Question

Backgammon is a board game for two players in which the playing pieces are moved according to the roll of two dice. players win by removing all of their pieces from the board, so it is usually good to roll high numbers. you are playing backgammon with a friend and you roll two 6s in your first roll and two 6s in your second roll. your friend rolls two 3s in his first roll and again in his second row. your friend claims that you are cheating, because rolling double 6s twice in a row is very unlikely. using probability, show that your rolls were just as likely as his.

Answer 1

The rolls of the dice are independent, i.e. the outcome of the second die doesn't depend in any way on the outcome of the first die.

In cases like this, the probability of two events happening one after the other is the multiplication of the probabilities of the two events.

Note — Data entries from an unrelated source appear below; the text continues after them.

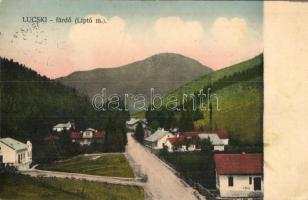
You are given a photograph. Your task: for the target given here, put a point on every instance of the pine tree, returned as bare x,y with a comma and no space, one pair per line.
139,133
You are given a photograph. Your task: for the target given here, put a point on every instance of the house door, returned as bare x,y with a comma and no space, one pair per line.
257,183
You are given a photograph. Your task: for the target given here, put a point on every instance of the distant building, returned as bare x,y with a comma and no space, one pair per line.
222,134
174,130
239,175
132,123
88,137
52,138
215,140
178,143
158,139
64,126
147,132
15,153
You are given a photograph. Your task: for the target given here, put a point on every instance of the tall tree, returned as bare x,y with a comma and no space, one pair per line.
139,133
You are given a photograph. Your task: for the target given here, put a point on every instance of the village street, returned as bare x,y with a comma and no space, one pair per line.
162,182
102,179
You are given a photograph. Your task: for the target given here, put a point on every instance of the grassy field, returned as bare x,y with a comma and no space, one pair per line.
106,165
197,166
24,187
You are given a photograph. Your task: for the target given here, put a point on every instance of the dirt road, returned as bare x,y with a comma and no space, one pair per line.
162,183
102,179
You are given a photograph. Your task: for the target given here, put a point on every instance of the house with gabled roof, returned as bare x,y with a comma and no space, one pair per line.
239,175
88,137
132,123
214,139
158,139
15,153
64,127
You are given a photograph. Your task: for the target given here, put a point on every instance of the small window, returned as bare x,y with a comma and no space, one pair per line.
230,181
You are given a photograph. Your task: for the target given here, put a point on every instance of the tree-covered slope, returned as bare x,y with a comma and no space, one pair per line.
164,72
32,104
239,92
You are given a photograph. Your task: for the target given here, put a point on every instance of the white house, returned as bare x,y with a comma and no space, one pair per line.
239,175
15,153
132,123
215,140
87,137
158,139
222,134
172,146
64,126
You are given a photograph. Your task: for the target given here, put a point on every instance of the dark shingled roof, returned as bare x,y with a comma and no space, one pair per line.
228,164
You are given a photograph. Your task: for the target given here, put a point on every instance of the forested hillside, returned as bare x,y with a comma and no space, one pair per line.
239,92
31,104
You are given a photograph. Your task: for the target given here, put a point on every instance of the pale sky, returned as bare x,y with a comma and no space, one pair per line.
217,34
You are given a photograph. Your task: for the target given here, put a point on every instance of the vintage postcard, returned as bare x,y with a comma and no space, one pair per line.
138,100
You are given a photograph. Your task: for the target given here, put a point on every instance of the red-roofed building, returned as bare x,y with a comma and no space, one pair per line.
88,137
99,134
222,134
190,134
239,175
176,143
75,136
52,138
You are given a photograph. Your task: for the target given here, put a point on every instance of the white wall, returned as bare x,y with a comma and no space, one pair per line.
240,188
225,141
219,148
163,140
8,154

So, the probability of rolling two 6s is the multiplication of the probabilities of rolling a six with the first die, and another six with the second:

$P(\text{rolling two 6s}) = P(\text{rolling a 6}) \cdot P(\text{rolling a 6}) = \dfrac{1}{6} \cdot \dfrac{1}{6} = \dfrac{1}{36}$

Similarly,

$P(\text{rolling two 3s}) = P(\text{rolling a 3}) \cdot P(\text{rolling a 3}) = \dfrac{1}{6} \cdot \dfrac{1}{6} = \dfrac{1}{36}$

Actually, you can see that the probability of rolling any ordered couple is always 1/36, since the probability of rolling any number on both dice is 1/6:

$P(\text{rolling any ordered couple}) = P(\text{rolling the first number}) \cdot P(\text{rolling the second number}) = \dfrac{1}{6} \cdot \dfrac{1}{6} = \dfrac{1}{36}$